Washington, DC. – The Consumer Federation of America (CFA) called on the Maryland House of Delegates and the Maryland Senate to defeat an effort by the insurance industry to pass legislation enshrining insurers’ use of credit scoring for determining auto insurance eligibility and setting premiums. The consumer group criticized the members of the Maryland House Economic Matters Committee who, today, gutted a reform bill that would have eliminated the credit score penalty imposed on many safe drivers in Maryland (H.B. 436—Delegate Wells) and replaced it with an industry-sponsored placebo that does nothing to address the disproportionate, unfair, and unnecessary impact that insurer use of credit scoring has on Maryland drivers.
“Maryland politicians who set the rules for auto insurance markets decided to cater to insurance lobbyists rather than stand up for consumers,” said Douglas Heller, CFA’s Director of Insurance. “State law requires drivers to purchase auto insurance, so state lawmakers have a responsibility to ensure a fair marketplace. Instead, they have preserved a status quo that leaves high premiums in place for those least able to afford coverage as well as many other Marylanders who get punished for blemishes on their credit score even when they have an unblemished driving record.”

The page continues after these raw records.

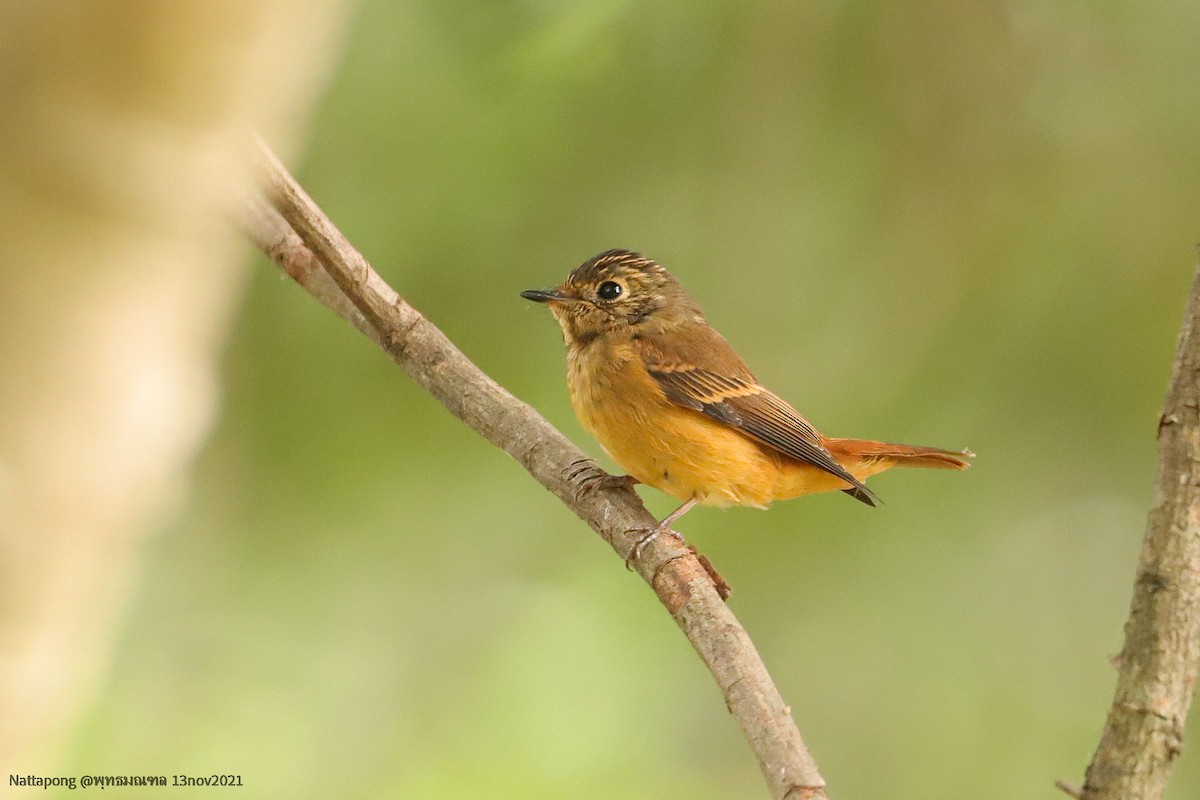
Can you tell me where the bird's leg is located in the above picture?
[625,497,700,570]
[563,458,641,500]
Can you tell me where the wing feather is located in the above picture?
[635,325,877,505]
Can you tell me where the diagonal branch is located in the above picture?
[1072,261,1200,800]
[241,142,827,800]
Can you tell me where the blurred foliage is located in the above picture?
[54,0,1200,800]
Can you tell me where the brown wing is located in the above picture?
[635,324,878,506]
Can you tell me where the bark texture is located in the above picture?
[1078,263,1200,800]
[244,144,827,800]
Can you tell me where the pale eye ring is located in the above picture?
[596,281,625,300]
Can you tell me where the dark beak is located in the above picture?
[521,289,572,302]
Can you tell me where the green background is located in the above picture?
[60,0,1200,799]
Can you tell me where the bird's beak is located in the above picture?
[521,289,575,302]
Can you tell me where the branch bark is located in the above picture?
[1076,263,1200,800]
[241,142,827,800]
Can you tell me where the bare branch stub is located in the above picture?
[244,136,827,800]
[1078,263,1200,800]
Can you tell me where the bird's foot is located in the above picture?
[563,458,640,500]
[625,518,684,570]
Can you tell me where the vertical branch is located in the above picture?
[1072,263,1200,800]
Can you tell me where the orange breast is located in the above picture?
[568,341,816,507]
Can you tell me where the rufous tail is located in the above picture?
[824,439,974,480]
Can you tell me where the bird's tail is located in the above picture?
[824,439,974,480]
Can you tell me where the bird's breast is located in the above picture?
[566,339,780,506]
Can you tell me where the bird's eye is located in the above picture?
[596,281,624,300]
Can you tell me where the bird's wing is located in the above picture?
[635,324,877,505]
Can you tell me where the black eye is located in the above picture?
[596,281,624,300]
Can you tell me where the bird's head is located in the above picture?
[521,249,703,344]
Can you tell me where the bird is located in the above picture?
[521,249,974,565]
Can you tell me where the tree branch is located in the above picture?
[242,134,827,800]
[1076,262,1200,800]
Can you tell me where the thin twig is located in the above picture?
[1078,261,1200,800]
[244,134,827,800]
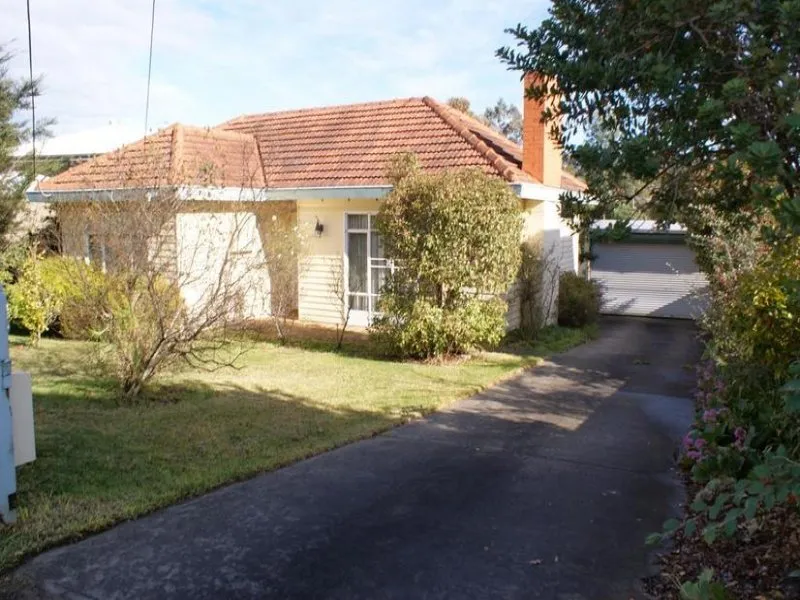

CFA noted that the Committee’s dismantling of the credit score ban took the form of an amendment that replaced the prohibition with an industry strategy intended to ward off meaningful reform. The amendment is based on proposals that insurance industry lobbyists have promoted in other states contemplating reforms; it adds a very weak provision to Maryland law allowing consumers to ask their insurance companies to reevaluate their premiums based on credit score under certain circumstances. Under the industry-sponsored amendment, insurers will still be allowed to charge a driver with a perfect safety record but a less-than-excellent credit history more than a driver with an excellent credit score and a conviction for driving under the influence, a problem exposed by Consumer Reports.
The original bill was supposed to address an aspect of pricing in Maryland’s auto insurance market that has been especially harmful to Black and Brown drivers, who have long-faced systemic biases that have resulted in lower average credit scores and, therefore, higher auto premiums. The credit impact, even for drivers with perfect driving records, amplifies other problems in the auto insurance market that makes coverage less available and more expensive for communities of color. An analysis by CFA and the Maryland Consumer Rights Coalition found that zip codes with a majority Black population already pay far higher premiums than zip codes with a majority white population, even before accounting for the disparate impact of the use of credit by insurers.
“Credit scores in auto insurance result in Maryland drivers paying hundreds or even thousands of dollars more for auto insurance, even when they have perfect driving records,” said Michael DeLong, CFA’s Research and Advocacy Associate. “Rather than challenge insurance companies to better serve Maryland’s communities of color and other financially vulnerable consumers, the Committee has decided to preserve a system that makes safe drivers subsidize drunk drivers who happen to have good credit.”